Do recreationists have an obligation to help protect the public lands they use and maintain the trails they hike, run, and ride on? Many people think so, which is why advocacy organizations like the American Hiking Society and the International Mountain Biking Association have thrived for decades. Conspicuously absent? A similar group for runners. This lack of organized stewardship has been noticed, and at least a couple of widely read articles—like these in Trail Runner and Outside magazines—have poked at trail runners for piggybacking on trail maintenance and environmental efforts of other groups.
Some trail runners took offense at the articles. But one runner, 50-year-old Vic Thasiah, believed the criticism had a point, and decided to do something about it. “I agreed with the story in Trail Runner, in particular,” says Thasiah. “There are a number of runners who protect the environment across the country, but there wasn’t a lot in the form of an organized, collective voice, or organized efforts.” Thasiah points to a handful of race directors who’ve been making efforts toward activism, and to the trail running arm of Protect Our Winters. But he wanted to do more.
He was also inspired by the rise of Indigenous and native runners making the connection between running and activism. A religious studies and environmental studies professor at Cal State Lutheran, Thasiah began garnering interest from fellow runners, and eventually, companies in his running community of Ventura—namely, Patagonia and Hoka (both of which are headquartered there). “Runners for Public Lands came together organically,” says Thasiah, who explains that both companies supported the effort via seed money, volunteer staff, use of corporate space for events, and more. “The people who care about the environment found each other.

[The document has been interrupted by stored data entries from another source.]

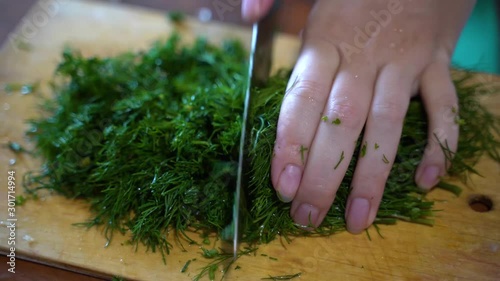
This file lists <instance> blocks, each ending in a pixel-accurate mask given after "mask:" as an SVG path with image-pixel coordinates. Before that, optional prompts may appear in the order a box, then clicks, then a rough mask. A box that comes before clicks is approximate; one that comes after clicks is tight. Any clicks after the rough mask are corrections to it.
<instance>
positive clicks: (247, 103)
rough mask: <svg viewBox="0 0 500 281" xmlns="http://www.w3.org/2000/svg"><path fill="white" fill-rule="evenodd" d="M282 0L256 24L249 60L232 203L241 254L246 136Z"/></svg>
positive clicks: (234, 235) (244, 205)
mask: <svg viewBox="0 0 500 281" xmlns="http://www.w3.org/2000/svg"><path fill="white" fill-rule="evenodd" d="M279 2H280V1H275V3H274V6H273V8H272V9H271V11H270V12H269V14H268V15H267V16H265V17H264V18H263V19H262V20H261V21H260V22H258V23H255V24H254V25H253V31H252V45H251V49H250V60H249V64H248V81H247V88H246V94H245V107H244V111H243V119H242V124H241V139H240V150H239V159H238V175H237V181H236V191H235V198H234V206H233V223H234V225H233V227H234V228H233V230H234V233H233V254H234V258H236V257H237V254H238V245H239V239H240V237H241V233H240V231H241V229H242V222H243V220H242V214H241V213H242V211H243V210H242V209H243V208H245V200H244V197H245V196H244V193H245V187H246V185H247V184H248V180H246V175H248V162H247V161H246V160H245V156H246V149H245V148H246V144H247V137H249V136H250V132H251V124H250V120H249V116H250V111H251V108H250V107H251V105H252V95H251V89H252V88H254V87H255V86H260V85H263V84H264V83H265V82H266V81H267V79H268V78H269V73H270V71H271V63H272V52H273V39H274V32H275V31H276V25H277V23H278V22H277V19H276V17H277V16H276V15H277V9H278V7H279Z"/></svg>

We want to be really active in our region, grow, and support both a national and grassroots effort.”
Launched on Earth Day, 2019, today Runners for Public Lands is a registered 501(c)(3) based out of Ventura with ambitions to harness the power of the 60 million runners in the United States to do great things, like fight for public lands and act as stewards for the environment. And though many trail runners have gravitated toward the organization, Runners for Public Lands invites all runners: road, track, and trail. “The more coordinated we can be, the more we can do to take a stand and make a difference,” says Thasiah.
A Catalyst for Change
Through various efforts, Runners for Public Lands aims to organize and mobilize runners of all sorts for environmental justice, advocacy, and conservation. The group fights for equitable access to nature, advocates for the climate, public lands, and green spaces, and promotes hands-on conservation work.

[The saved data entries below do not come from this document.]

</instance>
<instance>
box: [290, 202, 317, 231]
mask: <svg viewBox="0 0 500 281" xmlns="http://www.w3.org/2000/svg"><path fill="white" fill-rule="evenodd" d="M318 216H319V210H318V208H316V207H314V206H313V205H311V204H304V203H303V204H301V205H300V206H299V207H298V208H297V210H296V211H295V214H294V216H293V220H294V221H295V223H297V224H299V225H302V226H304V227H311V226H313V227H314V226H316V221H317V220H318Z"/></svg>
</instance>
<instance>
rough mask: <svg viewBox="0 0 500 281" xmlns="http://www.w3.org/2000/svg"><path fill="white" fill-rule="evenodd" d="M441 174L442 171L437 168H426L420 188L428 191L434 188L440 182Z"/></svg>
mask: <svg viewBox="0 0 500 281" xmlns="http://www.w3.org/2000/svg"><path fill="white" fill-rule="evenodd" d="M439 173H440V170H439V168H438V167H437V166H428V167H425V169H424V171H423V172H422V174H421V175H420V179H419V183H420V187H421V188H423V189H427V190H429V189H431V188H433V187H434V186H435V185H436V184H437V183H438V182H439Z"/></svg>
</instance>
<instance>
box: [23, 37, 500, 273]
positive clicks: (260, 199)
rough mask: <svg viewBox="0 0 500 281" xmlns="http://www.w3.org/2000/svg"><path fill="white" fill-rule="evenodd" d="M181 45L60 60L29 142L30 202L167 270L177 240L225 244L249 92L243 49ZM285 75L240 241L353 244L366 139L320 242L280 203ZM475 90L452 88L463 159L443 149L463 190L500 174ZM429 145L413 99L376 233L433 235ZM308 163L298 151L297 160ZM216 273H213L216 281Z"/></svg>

Thasiah explains that one way Runners for Public Lands has been working toward change is by inviting running clubs, groups, and cross-country teams to add an environmental stewardship arm to their organizations. “The goal is to be able to designate these groups as Runners for Public Lands affiliates,” he says. The idea is not to sprout other nonprofits; rather, it’s to tap into pre-existing groups and provide them with a downloadable toolkit to support their efforts. Hundreds have downloaded the toolkit since it became available on National Public Lands Day, September 25, 2021.

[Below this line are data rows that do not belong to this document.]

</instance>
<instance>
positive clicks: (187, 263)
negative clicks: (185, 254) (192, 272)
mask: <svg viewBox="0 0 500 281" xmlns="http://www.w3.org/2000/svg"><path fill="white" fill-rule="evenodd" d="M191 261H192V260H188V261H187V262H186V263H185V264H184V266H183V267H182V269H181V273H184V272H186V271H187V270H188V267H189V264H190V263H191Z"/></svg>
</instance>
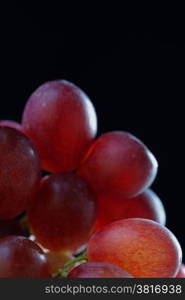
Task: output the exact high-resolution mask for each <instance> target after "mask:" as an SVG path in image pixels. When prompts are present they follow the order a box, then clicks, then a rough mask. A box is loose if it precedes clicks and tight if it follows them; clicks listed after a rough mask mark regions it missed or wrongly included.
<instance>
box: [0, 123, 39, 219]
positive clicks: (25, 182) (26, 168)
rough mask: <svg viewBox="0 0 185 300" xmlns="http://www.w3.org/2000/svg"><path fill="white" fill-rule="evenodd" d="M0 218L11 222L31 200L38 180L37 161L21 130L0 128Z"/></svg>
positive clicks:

A key part of this strategy is recognizing that efforts and priorities will vary, and individual groups should determine what makes the most sense in their communities.
“Different communities have different priorities,” Thasiah says. “In some places, it’s protecting land. In others, it’s transitioning to renewable energy. Maybe it’s getting rid of single-use plastics in their race or community, or getting a local restaurant to stop using Styrofoam. We want to empower runners to figure out the most important effort in their own communities, then support them.”
As an example, Ventura High School’s cross-country running team has become a student chapter of Runners for Public Lands. The group connects its runners to volunteer in conservation and environmental campaigns. “It’s been cool to see groups like the kids at Ventura High add the stewardship dimension to the life of their running group,” says Thasiah.